Le 25 mars 2020, dans un arrêt au croisement du droit des sociétés, du droit des entreprises en difficulté et du droit des procédures civiles d’exécution, la Cour de cassation est venue nuancer une nouvelle fois ces dispositions.


RAPPEL DES FAITS ET DE LA PROCÉDURE ANTÉRIEURE


Dans les faits, une société civile immobilière (SCI) a conclu le 26 juillet 2004 un contrat avec une entreprise de travaux afin de lui faire construire un ouvrage.


La SCI n’ayant jamais payé l’entreprise qui a réalisé la construction, deux jugements rendus en 2005 et 2011 l’ont condamnée à payer l’entreprise pour les travaux effectués.


En 2011, la SCI est devenue Société à responsabilité limitée (SARL) avant d’être placée en redressement judiciaire le 18 novembre 2015 en raison de son passif trop conséquent.

A noter : les créanciers sociaux dont la créance est née antérieurement à la transformation de la SCI en SARL bénéficient de l’obligation illimitée aux dettes sociales des associés de société civile prévue par l'article 1857 du Code civil selon lequelÀ l'égard des tiers, les associés répondent indéfiniment des dettes sociales à proportion de leur part dans le capital social à la date de l'exigibilité ou au jour de la cessation des paiements.”


Le 2 juin 2016, la société ayant exécuté les travaux, toujours impayés, a assigné les associés de la SARL afin de les voir condamner à payer le passif de celle-ci au prorata de leur participation au capital social.


Par une première ordonnance, le juge de l’exécution a autorisé la société de travaux à pratiquer une saisie conservatoire de créances sur les comptes bancaires des associés de son débiteur. Par une seconde ordonnance, ce même juge l’a également autorisée à prendre une inscription d’hypothèque judiciaire sur des biens immobiliers des associés et à pratiquer une saisie conservatoire de créances et de droits d’associés détenus par cette société.


Contestant ces mesures conservatoires, les associés de la SARL débitrice ont assigné la société créancière en abus de mesures conservatoires et en annulation desdites mesures. Au cours de l’instance d’appel, le 10 mai 2017, la SARL a bénéficié d’un plan de redressement incluant la créance de la société de travaux.


Par un arrêt du 15 mai 2018, la Cour d’appel de Metz a rejeté les demandes des associés. C’est ainsi que les associés de la SARL débitrice ont formé un pourvoi en cassation.



ARGUMENTS DES ASSOCIÉS (DEMANDEURS AU POURVOI)


Il résulte de l'article L511-1 du Code des procédures civiles d'exécution que “toute personne dont la créance paraît fondée en son principe peut solliciter du juge l’autorisation de pratiquer une mesure conservatoire sur les biens de son débiteur, sans commandement préalable, à condition qu’elle justifie de circonstances susceptibles d’en menacer le recouvrement”.

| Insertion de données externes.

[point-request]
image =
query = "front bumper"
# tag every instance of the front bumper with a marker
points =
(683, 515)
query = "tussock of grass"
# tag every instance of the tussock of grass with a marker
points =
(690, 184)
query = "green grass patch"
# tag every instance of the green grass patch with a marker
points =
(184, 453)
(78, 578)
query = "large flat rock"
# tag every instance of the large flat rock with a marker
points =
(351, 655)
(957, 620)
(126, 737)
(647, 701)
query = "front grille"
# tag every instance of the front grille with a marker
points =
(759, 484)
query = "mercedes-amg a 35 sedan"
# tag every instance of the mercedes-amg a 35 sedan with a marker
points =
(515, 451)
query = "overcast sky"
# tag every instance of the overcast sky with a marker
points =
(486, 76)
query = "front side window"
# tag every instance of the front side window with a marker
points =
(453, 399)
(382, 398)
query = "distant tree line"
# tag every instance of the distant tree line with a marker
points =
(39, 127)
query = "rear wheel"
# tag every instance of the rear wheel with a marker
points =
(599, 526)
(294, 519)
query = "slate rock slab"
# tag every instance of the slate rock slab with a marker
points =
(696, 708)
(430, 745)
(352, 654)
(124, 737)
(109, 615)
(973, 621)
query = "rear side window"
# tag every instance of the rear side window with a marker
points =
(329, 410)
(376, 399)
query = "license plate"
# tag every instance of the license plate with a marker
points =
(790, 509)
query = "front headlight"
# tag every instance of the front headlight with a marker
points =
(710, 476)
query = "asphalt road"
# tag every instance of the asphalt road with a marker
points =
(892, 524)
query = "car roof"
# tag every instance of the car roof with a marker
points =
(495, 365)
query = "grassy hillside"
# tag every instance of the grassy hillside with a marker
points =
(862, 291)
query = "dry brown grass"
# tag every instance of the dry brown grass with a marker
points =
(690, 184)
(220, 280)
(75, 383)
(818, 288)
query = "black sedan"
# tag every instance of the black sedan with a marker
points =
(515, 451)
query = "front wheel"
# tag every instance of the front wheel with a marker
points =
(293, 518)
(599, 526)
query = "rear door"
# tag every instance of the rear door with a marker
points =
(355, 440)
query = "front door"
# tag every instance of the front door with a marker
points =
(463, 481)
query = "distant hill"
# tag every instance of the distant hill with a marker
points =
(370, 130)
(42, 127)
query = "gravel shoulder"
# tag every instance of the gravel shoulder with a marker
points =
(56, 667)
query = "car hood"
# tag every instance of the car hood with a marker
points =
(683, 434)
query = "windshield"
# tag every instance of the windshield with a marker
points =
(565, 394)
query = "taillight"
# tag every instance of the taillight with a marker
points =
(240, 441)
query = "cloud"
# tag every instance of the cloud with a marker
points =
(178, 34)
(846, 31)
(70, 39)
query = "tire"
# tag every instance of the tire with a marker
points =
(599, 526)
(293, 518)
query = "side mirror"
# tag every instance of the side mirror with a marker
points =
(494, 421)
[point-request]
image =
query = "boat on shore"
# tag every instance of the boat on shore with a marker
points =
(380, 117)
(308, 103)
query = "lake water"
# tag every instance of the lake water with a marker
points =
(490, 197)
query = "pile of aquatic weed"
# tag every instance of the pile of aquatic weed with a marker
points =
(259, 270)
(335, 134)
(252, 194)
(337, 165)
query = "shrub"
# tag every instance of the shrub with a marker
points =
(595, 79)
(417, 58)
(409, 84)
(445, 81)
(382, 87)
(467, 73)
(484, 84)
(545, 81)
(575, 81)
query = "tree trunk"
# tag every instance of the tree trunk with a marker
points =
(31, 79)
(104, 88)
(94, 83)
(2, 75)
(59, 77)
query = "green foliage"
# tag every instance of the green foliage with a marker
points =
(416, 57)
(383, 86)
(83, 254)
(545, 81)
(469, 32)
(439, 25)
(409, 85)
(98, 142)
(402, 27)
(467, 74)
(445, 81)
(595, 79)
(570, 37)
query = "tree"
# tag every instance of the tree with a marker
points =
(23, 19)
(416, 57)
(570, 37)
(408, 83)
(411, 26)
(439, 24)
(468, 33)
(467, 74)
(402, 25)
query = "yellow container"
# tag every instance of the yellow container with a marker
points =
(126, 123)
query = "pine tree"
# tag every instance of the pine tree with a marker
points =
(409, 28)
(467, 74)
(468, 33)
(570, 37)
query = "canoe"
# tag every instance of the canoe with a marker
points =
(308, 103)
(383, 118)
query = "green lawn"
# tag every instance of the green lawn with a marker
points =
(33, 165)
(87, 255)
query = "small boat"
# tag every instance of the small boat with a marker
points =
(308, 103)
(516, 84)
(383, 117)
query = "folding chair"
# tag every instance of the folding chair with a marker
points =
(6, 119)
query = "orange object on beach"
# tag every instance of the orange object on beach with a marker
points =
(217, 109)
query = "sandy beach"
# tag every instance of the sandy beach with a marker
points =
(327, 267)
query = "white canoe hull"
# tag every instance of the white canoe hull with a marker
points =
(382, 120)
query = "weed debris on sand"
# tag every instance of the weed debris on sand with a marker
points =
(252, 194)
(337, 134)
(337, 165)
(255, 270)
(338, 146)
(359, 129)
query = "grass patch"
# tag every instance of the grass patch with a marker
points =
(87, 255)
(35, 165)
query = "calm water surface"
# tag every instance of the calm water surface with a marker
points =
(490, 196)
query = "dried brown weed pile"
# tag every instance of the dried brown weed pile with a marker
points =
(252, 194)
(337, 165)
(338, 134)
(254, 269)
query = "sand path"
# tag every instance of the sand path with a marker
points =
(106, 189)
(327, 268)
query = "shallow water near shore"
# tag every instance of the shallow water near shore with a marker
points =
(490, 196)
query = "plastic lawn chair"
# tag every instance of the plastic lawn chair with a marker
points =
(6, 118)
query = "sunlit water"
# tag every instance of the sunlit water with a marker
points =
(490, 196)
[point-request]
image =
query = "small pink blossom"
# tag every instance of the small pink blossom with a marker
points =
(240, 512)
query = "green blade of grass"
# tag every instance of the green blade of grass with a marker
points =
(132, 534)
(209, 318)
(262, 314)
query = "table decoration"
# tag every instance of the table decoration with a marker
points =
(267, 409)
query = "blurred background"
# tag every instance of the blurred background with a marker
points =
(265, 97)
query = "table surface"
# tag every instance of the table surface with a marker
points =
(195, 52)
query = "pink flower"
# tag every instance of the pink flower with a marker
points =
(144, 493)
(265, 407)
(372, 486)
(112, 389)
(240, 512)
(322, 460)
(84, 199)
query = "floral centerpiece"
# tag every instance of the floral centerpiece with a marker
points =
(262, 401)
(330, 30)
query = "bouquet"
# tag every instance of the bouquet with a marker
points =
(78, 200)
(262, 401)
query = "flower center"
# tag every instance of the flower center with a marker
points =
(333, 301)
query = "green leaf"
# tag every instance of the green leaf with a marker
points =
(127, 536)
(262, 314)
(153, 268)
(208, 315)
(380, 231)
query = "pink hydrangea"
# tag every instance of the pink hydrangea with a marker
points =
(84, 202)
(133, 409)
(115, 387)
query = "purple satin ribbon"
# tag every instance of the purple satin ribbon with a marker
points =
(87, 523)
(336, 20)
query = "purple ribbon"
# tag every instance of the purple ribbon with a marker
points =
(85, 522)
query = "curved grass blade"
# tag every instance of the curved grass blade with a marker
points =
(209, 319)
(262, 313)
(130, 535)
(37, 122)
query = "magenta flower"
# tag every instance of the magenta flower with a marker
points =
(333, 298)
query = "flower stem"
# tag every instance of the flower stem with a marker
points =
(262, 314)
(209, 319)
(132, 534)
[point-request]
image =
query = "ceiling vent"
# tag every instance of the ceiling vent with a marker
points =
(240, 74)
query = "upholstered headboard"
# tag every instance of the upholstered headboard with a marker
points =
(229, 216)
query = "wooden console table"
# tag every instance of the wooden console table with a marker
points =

Pourtant, selon les demandeurs au pourvoi, le créancier d’une société civile dont la débitrice fait l’objet d’un plan de redressement incluant la créance litigieuse ne dispose pas d’une créance fondée en son principe à l’encontre des associés.


Au surplus, les demandeurs estiment que les juges auraient dû exiger le respect de l’article 1858 du code civil précité selon lequel les créanciers ne peuvent poursuivre le paiement des dettes sociales contre un associé qu’après avoir préalablement et vainement poursuivi la personne morale, ce qui n’a pas été le cas en l’espèce.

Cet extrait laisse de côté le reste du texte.